A Librarian Walks Into a [Data] Warehouse...

Introduction

What is an analytics engineer?

I’ve spent my career traversing the data stack. Chasing business metrics as an analyst, writing pipelines as a data engineer, and eventually leading the teams trying to make those two sides talk to each other. Out of everything I’ve done, analytics engineering is the area I’ve grown to feel most at home. When asked about my job, if I tell people I do “data engineering,” they assume I manage servers or do database administration all day (wrong). If I say “data analytics,” they assume I make pivot tables in Excel (wrong). Analytics engineering sits in the messy, high-stakes void between those two worlds and… “the business”.

The job is only fractionally about writing code, and it isn’t so much about directly answering business questions. It’s listening to what people are pursuing, where they’re running into friction, picking up on things between direct questions. The tools they’re using, questions they have, connections they’re missing. From the smaller pieces I’m building the puzzle, piecing together the semantic foundation of the organization or problem space.

Analytics Engineering is a relatively young field, and like all other technical roles is under discussion as to what the long-term impact of AI will be on it. Good data is gasoline for AI, though. With the current gold rush demanding pristine, well-structured data to train on, analytics engineering is not slowing down anytime soon. What I don’t want to do is bore you with technical jargon or the endless tools you might find yourself having to learn and adapt to. With that in mind, let’s talk about the history of the role, what the day-to-day looks like, the real skills required, and the highly specific headaches that come with the role regardless of domain or tech stack.

Three Jobs in a Trench Coat

mindmap
  root((🐙 The Analytics Engineer))
    🏗️ Modeling
      Picking a structure you won't regret in two quarters
      Tracking history without rewriting it
      Conforming dimensions across six warring data marts
      One definition of "customer" that survives a reorg
    🔧 Engineering
      Version control, because hope is not a strategy
      Tests for the bugs you can already smell
      Pipelines that survive Mercury retrograde
    🎯 Product
      Turning "we need a churn dashboard" into a real metric spec
      Saying "no" without making enemies
      Hallway requirements vs. real ones
    🕵️ Detective Work
      Why is Q3 off by exactly $14,000
      Tracing a metric through six dashboards
      Finding the one analyst who knows

The work itself had been forming for a few years before manifesting the role: cloud warehouses got cheap, SaaS ingestion tools handled the plumbing, SQL literacy spread, and in the midst of it all “the modern data stack” was born. Tristan Handy at dbt Labs coined the name for the role in 2019, describing it as the missing seat at the table between data engineers and data analysts. That framing has aged pretty well, but in practice the job is even messier than he suggests. The career manifested because someone had to sit between the infrastructure and the insight to govern consistency (hello, data contracts). Some would tell you “it’s a made-up title”… to that I say “all titles are made up titles”.

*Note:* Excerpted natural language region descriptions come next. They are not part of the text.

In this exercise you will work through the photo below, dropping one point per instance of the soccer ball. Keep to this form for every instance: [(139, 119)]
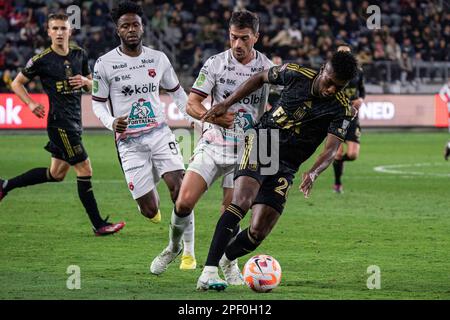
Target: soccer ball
[(262, 273)]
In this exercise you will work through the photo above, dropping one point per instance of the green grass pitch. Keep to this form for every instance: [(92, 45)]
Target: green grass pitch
[(397, 221)]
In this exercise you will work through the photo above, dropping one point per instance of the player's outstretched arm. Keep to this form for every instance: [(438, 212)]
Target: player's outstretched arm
[(323, 161), (18, 86), (253, 83)]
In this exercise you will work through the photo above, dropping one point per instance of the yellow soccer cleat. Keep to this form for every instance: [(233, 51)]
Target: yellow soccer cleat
[(188, 262), (156, 218)]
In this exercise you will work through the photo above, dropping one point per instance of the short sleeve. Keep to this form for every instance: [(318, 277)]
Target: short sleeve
[(32, 68), (205, 81), (100, 84), (169, 79), (86, 70)]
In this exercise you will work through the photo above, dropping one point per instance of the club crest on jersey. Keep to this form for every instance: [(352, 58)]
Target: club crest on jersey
[(141, 115)]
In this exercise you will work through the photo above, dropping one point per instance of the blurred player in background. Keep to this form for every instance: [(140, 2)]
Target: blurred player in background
[(64, 71), (216, 152), (312, 107), (356, 92), (444, 93), (125, 97)]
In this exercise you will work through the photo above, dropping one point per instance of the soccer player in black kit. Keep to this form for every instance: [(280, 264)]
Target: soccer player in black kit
[(64, 71), (312, 107), (356, 92)]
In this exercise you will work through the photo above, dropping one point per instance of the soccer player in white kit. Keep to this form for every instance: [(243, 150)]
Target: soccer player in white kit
[(129, 78), (216, 151)]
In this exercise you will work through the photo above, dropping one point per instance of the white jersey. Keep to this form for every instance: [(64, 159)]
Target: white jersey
[(220, 76), (131, 86)]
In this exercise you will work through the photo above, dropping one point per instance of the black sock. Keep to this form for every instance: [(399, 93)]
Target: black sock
[(86, 195), (224, 232), (338, 166), (29, 178), (243, 244)]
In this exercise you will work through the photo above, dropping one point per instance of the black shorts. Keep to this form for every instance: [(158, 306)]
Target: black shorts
[(66, 145), (273, 188), (353, 131)]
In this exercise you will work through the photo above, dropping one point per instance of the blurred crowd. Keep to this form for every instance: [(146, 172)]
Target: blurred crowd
[(302, 31)]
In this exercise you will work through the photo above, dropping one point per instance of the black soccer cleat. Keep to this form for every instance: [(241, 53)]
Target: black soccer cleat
[(109, 228)]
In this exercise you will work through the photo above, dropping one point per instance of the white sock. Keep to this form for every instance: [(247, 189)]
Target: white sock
[(189, 237), (176, 229)]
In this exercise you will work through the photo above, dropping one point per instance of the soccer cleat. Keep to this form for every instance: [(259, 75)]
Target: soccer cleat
[(231, 271), (162, 261), (338, 188), (2, 192), (109, 228), (188, 262), (210, 280), (156, 218)]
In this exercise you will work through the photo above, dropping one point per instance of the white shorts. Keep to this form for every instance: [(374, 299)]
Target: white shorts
[(146, 158), (211, 162)]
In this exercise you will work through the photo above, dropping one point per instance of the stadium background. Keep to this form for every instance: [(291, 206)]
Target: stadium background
[(325, 244)]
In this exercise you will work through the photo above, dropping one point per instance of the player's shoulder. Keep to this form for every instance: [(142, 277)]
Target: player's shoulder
[(264, 60), (41, 55), (344, 102), (299, 70)]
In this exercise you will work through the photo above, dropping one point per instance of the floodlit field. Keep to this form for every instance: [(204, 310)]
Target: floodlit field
[(396, 217)]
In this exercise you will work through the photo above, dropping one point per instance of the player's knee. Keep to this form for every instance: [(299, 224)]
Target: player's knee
[(352, 156), (244, 201), (258, 233), (149, 211), (184, 206), (57, 176)]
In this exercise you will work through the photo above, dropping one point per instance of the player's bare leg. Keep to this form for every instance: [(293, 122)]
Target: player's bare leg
[(338, 165), (245, 191), (182, 221), (85, 192), (264, 218), (230, 268), (56, 173)]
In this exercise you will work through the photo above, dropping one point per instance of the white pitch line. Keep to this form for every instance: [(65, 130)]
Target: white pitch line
[(393, 169)]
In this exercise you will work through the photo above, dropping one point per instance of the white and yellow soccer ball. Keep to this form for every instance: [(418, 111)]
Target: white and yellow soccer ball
[(262, 273)]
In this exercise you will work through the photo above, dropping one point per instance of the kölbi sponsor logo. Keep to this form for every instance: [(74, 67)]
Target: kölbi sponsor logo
[(252, 99), (9, 114), (146, 88), (119, 66)]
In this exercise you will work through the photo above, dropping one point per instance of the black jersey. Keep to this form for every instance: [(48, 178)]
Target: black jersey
[(54, 71), (355, 88), (304, 120)]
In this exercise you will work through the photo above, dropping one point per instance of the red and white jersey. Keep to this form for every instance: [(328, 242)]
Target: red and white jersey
[(220, 76), (131, 87)]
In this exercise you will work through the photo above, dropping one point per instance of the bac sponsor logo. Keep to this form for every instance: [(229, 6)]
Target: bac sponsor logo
[(377, 111), (146, 88), (119, 66), (122, 77)]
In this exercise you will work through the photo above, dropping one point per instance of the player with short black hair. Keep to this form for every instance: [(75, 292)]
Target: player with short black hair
[(312, 107), (64, 72), (126, 99), (356, 92), (216, 152)]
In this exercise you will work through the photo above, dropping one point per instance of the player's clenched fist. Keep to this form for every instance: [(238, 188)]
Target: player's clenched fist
[(120, 124)]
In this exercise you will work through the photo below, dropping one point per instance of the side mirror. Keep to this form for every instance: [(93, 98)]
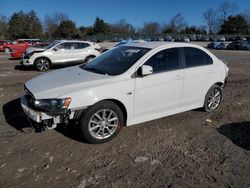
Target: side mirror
[(145, 70), (56, 49)]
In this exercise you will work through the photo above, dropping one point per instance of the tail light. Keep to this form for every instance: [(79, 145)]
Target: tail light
[(99, 49)]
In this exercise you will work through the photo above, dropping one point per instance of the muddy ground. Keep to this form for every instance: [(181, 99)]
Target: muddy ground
[(182, 150)]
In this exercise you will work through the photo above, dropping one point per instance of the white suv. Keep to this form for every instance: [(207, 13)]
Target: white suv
[(127, 85), (61, 52)]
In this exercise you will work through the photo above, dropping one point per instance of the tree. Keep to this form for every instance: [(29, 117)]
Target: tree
[(122, 29), (67, 30), (193, 30), (246, 15), (210, 19), (235, 25), (100, 27), (52, 22), (24, 25), (34, 29), (176, 24), (227, 8), (3, 27), (151, 28), (85, 31)]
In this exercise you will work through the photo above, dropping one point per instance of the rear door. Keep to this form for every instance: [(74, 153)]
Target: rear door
[(198, 73), (62, 53)]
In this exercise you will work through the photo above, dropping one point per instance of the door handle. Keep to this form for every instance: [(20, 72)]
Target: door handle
[(178, 77), (210, 71)]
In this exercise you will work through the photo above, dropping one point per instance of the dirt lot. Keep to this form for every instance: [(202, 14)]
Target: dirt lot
[(182, 150)]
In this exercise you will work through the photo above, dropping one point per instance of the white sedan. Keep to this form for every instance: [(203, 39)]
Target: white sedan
[(63, 52), (127, 85)]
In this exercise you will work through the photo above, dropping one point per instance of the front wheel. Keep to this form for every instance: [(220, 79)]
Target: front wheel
[(102, 122), (42, 64), (213, 98), (7, 50), (88, 59)]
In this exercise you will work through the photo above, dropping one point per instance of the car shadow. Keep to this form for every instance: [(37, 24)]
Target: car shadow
[(16, 118), (24, 68), (72, 131), (238, 133)]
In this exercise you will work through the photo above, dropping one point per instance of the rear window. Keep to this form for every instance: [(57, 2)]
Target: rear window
[(196, 57), (80, 45)]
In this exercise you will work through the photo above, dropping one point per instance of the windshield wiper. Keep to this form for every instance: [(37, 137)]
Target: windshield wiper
[(95, 70)]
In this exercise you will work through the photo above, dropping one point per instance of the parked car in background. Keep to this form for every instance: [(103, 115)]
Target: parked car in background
[(222, 39), (217, 45), (168, 39), (238, 45), (18, 45), (4, 44), (61, 52), (37, 47), (127, 85)]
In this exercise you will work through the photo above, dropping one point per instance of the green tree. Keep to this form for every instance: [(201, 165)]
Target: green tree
[(101, 27), (24, 25), (235, 25), (67, 30)]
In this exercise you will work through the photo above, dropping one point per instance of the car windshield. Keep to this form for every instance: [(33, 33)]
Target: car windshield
[(51, 45), (115, 61)]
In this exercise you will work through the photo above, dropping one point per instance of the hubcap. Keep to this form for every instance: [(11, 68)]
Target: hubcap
[(214, 99), (43, 64), (103, 124), (7, 50)]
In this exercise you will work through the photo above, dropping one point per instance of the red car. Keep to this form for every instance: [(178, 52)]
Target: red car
[(4, 44), (17, 48)]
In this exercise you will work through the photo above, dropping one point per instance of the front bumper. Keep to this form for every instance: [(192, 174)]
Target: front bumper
[(37, 116)]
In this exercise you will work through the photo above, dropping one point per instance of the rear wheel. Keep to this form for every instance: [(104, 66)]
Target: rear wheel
[(88, 59), (102, 122), (213, 98), (42, 64)]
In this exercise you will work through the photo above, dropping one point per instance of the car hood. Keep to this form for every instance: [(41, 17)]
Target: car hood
[(59, 82)]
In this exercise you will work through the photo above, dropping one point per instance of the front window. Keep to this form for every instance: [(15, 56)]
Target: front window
[(51, 45), (115, 61)]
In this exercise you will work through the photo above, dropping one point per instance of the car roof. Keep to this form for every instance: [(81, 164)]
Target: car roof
[(153, 45)]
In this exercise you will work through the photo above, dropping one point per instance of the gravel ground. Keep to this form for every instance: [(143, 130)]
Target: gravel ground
[(190, 149)]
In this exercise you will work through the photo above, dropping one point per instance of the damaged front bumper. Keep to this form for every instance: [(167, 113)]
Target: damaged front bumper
[(49, 119)]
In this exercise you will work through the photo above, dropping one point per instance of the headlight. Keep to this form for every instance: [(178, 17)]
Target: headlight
[(52, 104)]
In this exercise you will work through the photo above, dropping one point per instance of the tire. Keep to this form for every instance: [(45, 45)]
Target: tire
[(89, 58), (42, 64), (7, 50), (102, 122), (213, 98)]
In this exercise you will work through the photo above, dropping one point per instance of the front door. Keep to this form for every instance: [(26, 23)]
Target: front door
[(161, 91)]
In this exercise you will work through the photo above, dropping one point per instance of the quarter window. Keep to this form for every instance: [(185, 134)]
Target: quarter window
[(65, 46), (165, 60), (81, 45), (196, 57)]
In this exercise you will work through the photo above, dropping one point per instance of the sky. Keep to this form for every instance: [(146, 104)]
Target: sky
[(135, 12)]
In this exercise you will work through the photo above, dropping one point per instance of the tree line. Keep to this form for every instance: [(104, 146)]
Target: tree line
[(226, 19)]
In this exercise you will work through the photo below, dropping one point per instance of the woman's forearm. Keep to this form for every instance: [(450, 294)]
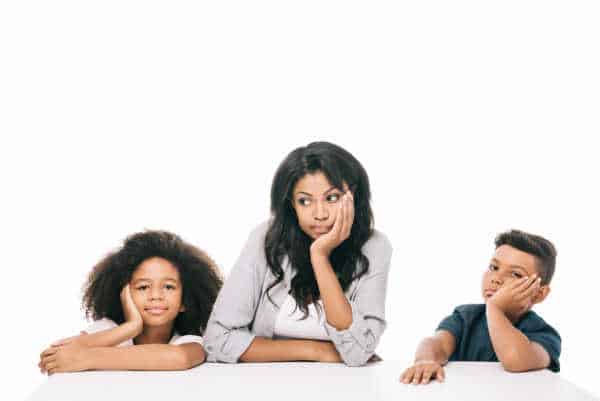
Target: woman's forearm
[(337, 308), (279, 350)]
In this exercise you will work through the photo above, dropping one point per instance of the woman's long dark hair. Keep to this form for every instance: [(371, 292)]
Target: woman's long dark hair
[(200, 278), (285, 237)]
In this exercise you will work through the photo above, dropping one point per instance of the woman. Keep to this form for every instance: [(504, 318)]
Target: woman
[(310, 283)]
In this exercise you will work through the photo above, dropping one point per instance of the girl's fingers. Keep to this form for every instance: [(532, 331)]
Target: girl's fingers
[(417, 375), (440, 375), (427, 373), (407, 375), (48, 351)]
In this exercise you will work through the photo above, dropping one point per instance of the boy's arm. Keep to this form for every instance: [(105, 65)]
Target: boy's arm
[(514, 350), (437, 348), (73, 358), (432, 353)]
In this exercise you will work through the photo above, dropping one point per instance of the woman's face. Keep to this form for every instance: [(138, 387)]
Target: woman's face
[(316, 201)]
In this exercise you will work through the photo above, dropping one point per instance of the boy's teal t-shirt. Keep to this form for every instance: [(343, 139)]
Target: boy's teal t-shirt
[(468, 324)]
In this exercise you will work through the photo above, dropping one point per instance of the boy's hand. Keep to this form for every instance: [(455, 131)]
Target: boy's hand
[(422, 372), (516, 297), (130, 311), (66, 358)]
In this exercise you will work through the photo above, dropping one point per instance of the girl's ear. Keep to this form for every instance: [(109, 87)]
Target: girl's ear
[(542, 294)]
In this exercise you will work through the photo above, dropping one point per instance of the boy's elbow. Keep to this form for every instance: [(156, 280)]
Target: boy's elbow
[(514, 363)]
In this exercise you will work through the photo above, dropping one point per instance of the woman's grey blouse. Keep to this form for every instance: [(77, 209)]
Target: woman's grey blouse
[(243, 310)]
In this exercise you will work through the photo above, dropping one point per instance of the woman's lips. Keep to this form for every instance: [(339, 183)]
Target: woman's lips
[(156, 310)]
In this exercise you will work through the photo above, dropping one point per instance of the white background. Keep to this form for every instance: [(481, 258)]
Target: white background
[(470, 118)]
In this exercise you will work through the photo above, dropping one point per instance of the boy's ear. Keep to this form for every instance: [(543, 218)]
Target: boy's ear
[(542, 294)]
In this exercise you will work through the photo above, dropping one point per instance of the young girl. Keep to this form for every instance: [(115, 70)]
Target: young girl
[(310, 283), (150, 300)]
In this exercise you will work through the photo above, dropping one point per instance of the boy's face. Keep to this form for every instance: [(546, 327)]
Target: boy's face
[(509, 264)]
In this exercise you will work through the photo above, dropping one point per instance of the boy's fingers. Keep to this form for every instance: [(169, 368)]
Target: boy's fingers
[(407, 376)]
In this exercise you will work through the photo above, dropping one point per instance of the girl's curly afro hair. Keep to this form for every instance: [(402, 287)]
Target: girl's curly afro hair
[(200, 277)]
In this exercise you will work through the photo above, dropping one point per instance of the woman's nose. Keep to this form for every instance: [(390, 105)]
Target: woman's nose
[(321, 211)]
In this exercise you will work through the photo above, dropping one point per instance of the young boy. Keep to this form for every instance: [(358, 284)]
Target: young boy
[(504, 328)]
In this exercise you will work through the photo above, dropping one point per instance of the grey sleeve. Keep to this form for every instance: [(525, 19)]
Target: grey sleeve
[(227, 333), (357, 343)]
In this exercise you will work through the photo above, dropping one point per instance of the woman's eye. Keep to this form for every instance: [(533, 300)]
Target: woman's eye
[(333, 198)]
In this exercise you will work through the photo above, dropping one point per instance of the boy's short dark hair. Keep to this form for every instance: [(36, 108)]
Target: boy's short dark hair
[(535, 245)]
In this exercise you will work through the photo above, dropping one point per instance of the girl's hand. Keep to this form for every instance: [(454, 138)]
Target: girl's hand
[(67, 358), (132, 314), (340, 231)]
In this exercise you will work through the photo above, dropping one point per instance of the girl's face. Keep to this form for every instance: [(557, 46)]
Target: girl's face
[(316, 202), (156, 291)]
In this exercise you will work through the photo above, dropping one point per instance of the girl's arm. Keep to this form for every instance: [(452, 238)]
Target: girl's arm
[(112, 335), (73, 358)]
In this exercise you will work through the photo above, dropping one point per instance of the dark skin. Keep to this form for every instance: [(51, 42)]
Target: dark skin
[(510, 287)]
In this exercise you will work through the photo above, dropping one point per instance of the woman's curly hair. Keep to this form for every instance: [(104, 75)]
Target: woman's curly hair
[(201, 279)]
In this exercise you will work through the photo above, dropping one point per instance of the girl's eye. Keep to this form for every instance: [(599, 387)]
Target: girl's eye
[(333, 198)]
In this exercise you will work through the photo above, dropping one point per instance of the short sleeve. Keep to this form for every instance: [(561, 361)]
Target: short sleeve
[(187, 339), (453, 324)]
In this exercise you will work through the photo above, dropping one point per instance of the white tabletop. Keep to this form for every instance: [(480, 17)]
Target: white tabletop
[(465, 381)]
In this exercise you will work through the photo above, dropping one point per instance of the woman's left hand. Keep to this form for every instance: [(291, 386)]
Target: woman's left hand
[(65, 358), (340, 231)]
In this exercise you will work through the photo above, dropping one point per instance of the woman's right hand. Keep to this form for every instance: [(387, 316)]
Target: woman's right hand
[(130, 311), (422, 372)]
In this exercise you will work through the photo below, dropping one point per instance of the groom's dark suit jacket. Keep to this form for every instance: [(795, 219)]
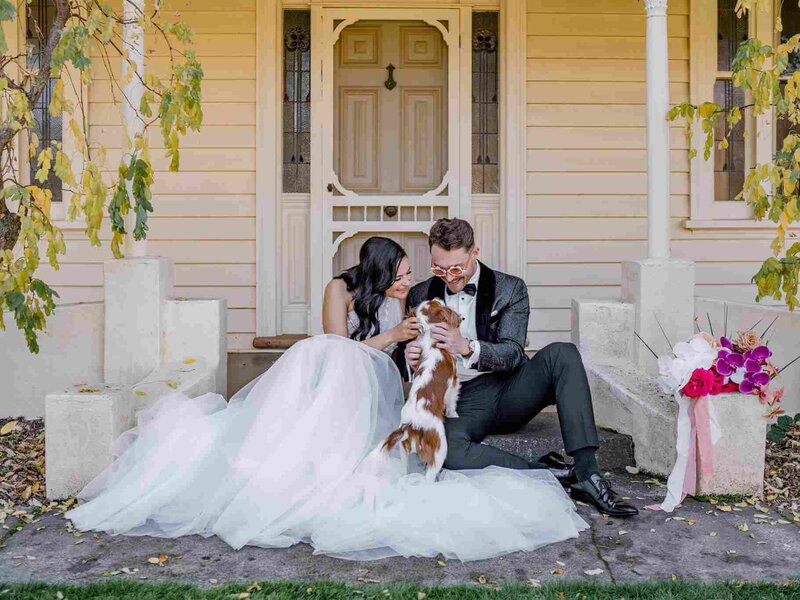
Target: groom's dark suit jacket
[(501, 317)]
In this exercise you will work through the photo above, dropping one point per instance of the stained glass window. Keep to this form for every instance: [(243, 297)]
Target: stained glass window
[(790, 19), (485, 134), (40, 15), (730, 163), (296, 101)]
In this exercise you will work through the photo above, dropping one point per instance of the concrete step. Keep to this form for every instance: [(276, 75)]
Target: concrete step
[(543, 435)]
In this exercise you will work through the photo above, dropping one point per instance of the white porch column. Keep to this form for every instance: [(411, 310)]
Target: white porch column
[(133, 41), (658, 169), (660, 288)]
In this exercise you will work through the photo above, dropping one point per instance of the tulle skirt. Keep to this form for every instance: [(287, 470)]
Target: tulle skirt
[(292, 458)]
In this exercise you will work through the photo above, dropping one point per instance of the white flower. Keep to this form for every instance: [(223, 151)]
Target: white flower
[(674, 373)]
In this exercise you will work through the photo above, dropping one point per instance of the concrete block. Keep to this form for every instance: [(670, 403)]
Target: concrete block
[(70, 351), (662, 291), (739, 454), (603, 329), (629, 401), (135, 290), (197, 329), (81, 425)]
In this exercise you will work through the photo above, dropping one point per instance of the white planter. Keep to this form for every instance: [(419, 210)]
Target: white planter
[(739, 453)]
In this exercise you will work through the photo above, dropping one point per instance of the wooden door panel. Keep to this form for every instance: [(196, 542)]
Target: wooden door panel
[(359, 123), (420, 149)]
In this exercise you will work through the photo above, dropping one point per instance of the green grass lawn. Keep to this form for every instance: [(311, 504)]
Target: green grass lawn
[(335, 591)]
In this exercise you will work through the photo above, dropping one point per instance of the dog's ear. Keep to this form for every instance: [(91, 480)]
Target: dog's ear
[(452, 317)]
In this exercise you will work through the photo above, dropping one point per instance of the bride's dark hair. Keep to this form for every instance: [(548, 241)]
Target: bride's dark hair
[(375, 273)]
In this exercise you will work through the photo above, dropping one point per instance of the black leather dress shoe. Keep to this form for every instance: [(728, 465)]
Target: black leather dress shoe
[(596, 491), (566, 477)]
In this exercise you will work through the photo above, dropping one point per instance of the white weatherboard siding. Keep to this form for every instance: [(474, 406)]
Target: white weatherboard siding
[(205, 214), (587, 162)]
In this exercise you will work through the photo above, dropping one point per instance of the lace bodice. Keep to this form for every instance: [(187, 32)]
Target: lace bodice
[(389, 315)]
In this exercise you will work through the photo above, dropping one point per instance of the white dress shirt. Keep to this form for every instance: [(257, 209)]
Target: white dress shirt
[(465, 305)]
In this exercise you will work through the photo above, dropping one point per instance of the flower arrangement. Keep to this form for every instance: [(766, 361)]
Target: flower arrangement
[(708, 366)]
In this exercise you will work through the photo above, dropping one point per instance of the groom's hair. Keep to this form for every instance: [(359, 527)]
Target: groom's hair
[(451, 234)]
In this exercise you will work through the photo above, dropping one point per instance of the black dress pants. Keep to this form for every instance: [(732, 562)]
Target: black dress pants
[(497, 403)]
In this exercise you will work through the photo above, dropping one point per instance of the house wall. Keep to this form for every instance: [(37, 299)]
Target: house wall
[(587, 162), (204, 216)]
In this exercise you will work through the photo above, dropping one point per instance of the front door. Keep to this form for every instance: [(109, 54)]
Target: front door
[(388, 125)]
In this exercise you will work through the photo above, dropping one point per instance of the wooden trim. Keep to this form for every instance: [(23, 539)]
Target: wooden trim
[(513, 174), (269, 22)]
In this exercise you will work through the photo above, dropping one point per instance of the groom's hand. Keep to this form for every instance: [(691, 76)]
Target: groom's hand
[(413, 353), (449, 339)]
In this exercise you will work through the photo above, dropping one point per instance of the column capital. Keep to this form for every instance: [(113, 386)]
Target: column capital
[(655, 7)]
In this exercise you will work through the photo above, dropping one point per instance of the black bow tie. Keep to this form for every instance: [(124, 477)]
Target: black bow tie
[(470, 289)]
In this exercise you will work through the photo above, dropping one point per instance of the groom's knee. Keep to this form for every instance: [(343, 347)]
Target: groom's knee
[(458, 443)]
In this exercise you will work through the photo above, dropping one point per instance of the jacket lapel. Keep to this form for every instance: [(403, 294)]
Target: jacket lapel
[(483, 307)]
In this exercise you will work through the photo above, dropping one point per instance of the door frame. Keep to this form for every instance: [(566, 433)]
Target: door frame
[(327, 24), (270, 273)]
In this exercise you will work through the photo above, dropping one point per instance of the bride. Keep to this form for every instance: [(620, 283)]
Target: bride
[(289, 460)]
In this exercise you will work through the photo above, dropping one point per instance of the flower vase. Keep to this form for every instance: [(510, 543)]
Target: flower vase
[(739, 453)]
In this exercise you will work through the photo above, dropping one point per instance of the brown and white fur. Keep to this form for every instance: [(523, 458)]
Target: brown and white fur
[(433, 395)]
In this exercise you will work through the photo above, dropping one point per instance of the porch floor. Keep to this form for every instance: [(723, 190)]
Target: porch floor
[(651, 546)]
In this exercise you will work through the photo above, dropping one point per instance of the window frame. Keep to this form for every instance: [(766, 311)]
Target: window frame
[(77, 94), (705, 211)]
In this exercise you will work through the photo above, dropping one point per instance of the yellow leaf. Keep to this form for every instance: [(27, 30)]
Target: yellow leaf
[(8, 428)]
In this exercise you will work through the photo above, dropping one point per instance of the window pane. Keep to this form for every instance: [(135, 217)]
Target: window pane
[(296, 100), (485, 157), (729, 163), (40, 17), (731, 31), (790, 18)]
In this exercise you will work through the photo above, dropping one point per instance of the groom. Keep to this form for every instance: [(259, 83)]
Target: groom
[(502, 389)]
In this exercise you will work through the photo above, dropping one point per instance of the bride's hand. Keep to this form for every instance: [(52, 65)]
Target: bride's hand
[(408, 329)]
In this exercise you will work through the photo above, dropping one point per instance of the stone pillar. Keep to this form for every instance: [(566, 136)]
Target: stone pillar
[(658, 167), (133, 89), (135, 290)]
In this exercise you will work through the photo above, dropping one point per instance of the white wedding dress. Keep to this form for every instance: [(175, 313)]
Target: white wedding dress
[(291, 459)]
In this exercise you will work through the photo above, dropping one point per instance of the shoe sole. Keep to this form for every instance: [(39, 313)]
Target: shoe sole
[(586, 499)]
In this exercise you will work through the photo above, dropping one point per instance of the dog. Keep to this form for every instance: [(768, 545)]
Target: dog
[(433, 395)]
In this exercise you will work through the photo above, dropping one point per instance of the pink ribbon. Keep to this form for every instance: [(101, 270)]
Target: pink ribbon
[(695, 448)]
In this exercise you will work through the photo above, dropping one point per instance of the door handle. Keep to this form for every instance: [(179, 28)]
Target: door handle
[(390, 83)]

The analytics engineer sits at the crossroads of data modeling, software engineering, and product ownership.

It’s the ability to envision and drive forward data products at that intersection that makes an analytics engineer great. Inevitably, the role morphs to fit whatever gap the org has. But at its best, when data modeling, governance, cross-team negotiation, and engineering are all in harmony, it’s a different job entirely from any one of those pieces on their own.

Tesseracts, Not Cubes

Sorry, Kimball. Strict relational data modeling is so last century.

In a world that demands instant answers with split-second attention spans, you model with directness and anticipation. You come to the table with a vision ready to paint your surroundings, and that picture has to change based on who’s looking at it. You’re taking raw, garbage data and the same “ambiguous” requirements you get asked about in interviews (but for real) and forcing it into structures that can serve a dozen different use cases tracing back to the same root story. You see the forest for the trees, and know it’s home to many species.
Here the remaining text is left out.